Sounds like co-distribution is perfectly legal
Posted Nov 10, 2005 15:39 UTC (Thu) by
hazelsct (subscriber, #3659)
In reply to:
This is NOT about interfaces! by khim
Parent article:
Debian and Nexenta collide
Now back to Nexenta, CDDL and GPL. As we've seen from sample above it does not matter of libraries are using the same interface - if they are published as single product (and Nexenta presumably wants to do exactly this) then licenses must be compatible. In fact this was reason for GPLv2 ! Note this part of it: In addition, mere aggregation of another work not based on the Program with the Program (or with a work based on the Program) on a volume of a storage or distribution medium does not bring the other work under the scope of this License. Why such exception was ever needed ? Easy: without this exception SUSE (with GPLed bash and proprietary Macromedia Flash) will be illegal! GPLv1 had no such provisions and this was a problem GPLv2 solved. May be GPLv3 will solve this problem, may be not - but right now Nexenta is in quite real trouble.
But aren't you disproving your own point here?

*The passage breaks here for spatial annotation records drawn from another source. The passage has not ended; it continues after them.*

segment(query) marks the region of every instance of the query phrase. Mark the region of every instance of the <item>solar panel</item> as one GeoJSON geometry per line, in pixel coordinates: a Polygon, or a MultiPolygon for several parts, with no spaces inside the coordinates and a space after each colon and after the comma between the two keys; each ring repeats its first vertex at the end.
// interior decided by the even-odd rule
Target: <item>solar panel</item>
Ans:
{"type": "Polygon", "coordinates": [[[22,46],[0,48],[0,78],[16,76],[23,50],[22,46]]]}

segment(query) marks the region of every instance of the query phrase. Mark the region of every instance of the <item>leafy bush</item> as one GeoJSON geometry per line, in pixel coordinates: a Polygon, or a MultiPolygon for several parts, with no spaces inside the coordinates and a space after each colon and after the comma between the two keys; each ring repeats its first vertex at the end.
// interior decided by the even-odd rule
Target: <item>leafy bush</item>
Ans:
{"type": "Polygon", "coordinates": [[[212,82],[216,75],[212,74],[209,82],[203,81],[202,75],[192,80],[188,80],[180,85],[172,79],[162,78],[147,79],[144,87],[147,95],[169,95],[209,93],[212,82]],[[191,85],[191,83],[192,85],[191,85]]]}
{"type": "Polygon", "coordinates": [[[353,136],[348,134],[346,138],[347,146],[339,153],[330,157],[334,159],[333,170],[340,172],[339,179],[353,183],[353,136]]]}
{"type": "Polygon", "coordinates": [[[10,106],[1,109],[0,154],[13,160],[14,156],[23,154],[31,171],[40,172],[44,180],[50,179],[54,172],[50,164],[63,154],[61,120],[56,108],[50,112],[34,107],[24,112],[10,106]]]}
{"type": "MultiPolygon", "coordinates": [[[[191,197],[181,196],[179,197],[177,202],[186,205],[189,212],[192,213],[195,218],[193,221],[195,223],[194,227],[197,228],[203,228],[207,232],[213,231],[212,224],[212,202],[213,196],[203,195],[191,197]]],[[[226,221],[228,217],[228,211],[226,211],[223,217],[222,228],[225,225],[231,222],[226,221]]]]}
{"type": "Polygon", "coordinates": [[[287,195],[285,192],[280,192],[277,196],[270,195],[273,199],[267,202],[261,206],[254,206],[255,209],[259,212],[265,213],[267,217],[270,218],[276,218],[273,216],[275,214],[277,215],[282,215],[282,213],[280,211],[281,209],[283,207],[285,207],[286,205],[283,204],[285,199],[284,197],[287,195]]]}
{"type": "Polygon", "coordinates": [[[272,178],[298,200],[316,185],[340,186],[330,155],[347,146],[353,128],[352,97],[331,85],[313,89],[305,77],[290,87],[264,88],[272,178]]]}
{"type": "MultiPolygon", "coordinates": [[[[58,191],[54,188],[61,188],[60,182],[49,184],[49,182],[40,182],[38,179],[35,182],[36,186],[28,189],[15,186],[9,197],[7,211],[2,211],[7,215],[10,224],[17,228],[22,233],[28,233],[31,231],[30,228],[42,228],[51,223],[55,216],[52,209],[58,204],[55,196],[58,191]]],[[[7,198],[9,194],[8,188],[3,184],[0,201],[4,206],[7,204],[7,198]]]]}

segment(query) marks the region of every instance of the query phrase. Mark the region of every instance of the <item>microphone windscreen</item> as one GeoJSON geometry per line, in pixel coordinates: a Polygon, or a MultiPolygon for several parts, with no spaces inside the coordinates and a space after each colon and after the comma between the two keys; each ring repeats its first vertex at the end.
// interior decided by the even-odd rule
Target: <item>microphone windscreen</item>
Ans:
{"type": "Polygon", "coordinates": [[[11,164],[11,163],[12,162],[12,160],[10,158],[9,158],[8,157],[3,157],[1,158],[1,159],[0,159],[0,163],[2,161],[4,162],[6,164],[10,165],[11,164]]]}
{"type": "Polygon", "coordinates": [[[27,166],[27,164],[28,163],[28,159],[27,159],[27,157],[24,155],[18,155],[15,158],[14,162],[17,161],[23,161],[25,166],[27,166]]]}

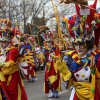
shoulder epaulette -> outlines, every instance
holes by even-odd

Since the GPL expressly allows distributing non-GPL software in the same product, it would seem to allow distribution of GPL software with CDDL libc.
Furthermore, Sun and other proprietary unices have been distributing GPL gcc with proprietary libc implementations for literally decades without infringing, or at least without infringement suits. Why the sudden storm in a teacup over distribution with free software?
(Incidentally, this is not the same as the old KDE/Qt flap, which was about distributing GPL apps linked against non-free non-system libraries with non-standard interfaces, and nearly sank the original Corel Linux distribution -- or at least its apt/KDE software installation tool.)
As a Debian developer myself, I have to agree with paulj that the complaint of these DDs is a counterproductive restriction on free software, let alone childish infighting between free software camps which will more than likely damage the reputation of the Debian project and the community as a whole. To one day say, "SCO is wrong, interfaces are not copyrightable", and the next day turn around and say, "You'd better not link my free software to your free system software with a standard interface!" is truly pathetic.